No mundo atual observam-se outros tipos de fronteira, além das políticas: há também fronteiras naturais, econômicas, tecnológicas e supranacionais.

Para alguns analistas, as fronteiras econômicas e tecnológicas tendem a desaparecer, em meio ao surgimento de atores sociais uniformizadores, como as companhias transnacionais e as redes tecnológicas, que tornam o mundo mais conectado e urbano, regido pelos mesmos sistemas tecnológicos.

Além disso, podemos identificar territórios em escalas diferentes, como veremos mais adiante.

Glossário:



Fronteira supranacional: fronteira que reúne vários países dentro de determinada área, ou da área que delimita.

Fim do glossário.

Boxe complementar:

Leitura e reflexão

Ícone: Não escreva no livro.

O Estado-Nação

O Estado-Nação é essencialmente formado por três elementos: o território, um povo e soberania.

A utilização do território pelo povo cria o espaço. As relações entre o povo e seu espaço e as relações entre os diversos territórios nacionais são reguladas pela função da soberania [...].

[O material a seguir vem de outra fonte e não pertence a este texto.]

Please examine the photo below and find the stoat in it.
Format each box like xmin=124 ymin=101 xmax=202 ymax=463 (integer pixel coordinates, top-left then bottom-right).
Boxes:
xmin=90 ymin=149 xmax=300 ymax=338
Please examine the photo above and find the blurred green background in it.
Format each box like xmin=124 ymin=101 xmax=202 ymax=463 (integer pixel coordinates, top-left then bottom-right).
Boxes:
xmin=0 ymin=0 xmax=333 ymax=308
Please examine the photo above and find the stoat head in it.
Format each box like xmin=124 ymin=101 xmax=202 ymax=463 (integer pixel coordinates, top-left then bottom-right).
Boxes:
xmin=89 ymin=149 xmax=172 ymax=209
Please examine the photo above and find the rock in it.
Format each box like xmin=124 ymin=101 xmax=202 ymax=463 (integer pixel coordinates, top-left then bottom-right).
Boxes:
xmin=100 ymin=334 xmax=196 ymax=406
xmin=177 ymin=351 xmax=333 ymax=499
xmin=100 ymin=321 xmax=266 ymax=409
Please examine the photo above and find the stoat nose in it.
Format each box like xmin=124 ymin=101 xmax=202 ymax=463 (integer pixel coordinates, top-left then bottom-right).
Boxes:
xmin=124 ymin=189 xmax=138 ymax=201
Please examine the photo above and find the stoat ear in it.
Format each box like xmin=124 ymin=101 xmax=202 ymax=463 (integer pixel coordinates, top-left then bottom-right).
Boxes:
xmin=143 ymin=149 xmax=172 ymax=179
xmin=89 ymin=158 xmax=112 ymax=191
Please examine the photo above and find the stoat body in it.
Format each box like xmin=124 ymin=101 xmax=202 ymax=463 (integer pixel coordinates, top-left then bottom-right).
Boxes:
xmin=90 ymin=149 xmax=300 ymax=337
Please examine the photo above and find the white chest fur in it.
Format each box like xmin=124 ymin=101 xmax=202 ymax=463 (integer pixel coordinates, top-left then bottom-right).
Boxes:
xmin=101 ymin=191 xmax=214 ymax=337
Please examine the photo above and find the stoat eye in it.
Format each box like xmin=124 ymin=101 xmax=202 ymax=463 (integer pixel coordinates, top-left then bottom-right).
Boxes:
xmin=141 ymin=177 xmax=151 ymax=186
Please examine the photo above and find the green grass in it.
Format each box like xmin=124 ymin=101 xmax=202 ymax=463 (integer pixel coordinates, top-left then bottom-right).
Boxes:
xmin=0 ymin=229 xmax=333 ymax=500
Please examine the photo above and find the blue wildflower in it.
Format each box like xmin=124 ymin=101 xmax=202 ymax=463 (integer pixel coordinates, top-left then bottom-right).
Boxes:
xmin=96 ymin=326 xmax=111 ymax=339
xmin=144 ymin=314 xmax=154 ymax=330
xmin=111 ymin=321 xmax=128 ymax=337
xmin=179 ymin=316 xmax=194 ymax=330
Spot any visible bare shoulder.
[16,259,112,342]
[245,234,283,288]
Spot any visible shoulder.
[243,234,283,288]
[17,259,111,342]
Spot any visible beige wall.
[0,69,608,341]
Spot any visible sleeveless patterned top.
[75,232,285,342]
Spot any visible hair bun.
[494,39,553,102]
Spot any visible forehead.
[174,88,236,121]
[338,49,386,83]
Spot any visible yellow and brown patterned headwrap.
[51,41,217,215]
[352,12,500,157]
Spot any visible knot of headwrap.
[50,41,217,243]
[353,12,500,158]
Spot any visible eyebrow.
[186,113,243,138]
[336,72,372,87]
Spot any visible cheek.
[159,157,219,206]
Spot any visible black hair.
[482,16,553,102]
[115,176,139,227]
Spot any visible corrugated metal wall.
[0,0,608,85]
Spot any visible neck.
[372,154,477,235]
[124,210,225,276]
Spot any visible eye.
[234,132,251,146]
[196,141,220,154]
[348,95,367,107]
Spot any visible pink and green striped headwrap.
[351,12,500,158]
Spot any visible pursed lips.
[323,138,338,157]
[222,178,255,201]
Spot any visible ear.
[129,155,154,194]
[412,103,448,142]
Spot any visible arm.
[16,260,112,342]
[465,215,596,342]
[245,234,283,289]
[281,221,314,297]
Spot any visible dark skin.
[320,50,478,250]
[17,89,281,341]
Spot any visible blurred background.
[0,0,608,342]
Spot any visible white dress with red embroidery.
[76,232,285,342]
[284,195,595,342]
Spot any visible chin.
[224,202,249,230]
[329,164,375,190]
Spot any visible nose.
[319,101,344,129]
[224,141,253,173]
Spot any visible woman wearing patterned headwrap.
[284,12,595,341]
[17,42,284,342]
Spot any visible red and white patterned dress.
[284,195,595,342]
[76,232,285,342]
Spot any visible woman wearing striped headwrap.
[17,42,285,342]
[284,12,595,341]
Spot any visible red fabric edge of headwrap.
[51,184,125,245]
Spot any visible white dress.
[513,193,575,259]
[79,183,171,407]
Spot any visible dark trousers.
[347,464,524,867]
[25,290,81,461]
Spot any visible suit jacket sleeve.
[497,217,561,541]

A ação das sociedades territoriais é condicionada no interior de um dado território:

1) pelo modo de produção dominante à escala internacional;

2) pelo sistema político;

3) pelos impactos dos modos de produção e dos momentos precedentes ao modo de produção atual.

SANTOS, Mílton. Por uma Geografia nova. São Paulo: Edusp, 2008. p. 232-233.

- Reflita, pesquise, se necessário, e depois faça o que se pede.

1. Identifique o modo de produção dominante em escala mundial.

2. Alguns povos não possuem nem soberania nem território. Identifique um desses povos.

LEGENDA: Vista do Congresso Nacional, sede do Poder Legislativo, em Brasília (DF). Foto de 2014.

FONTE: Andre Dib/Pulsar Imagens

Fim do complemento.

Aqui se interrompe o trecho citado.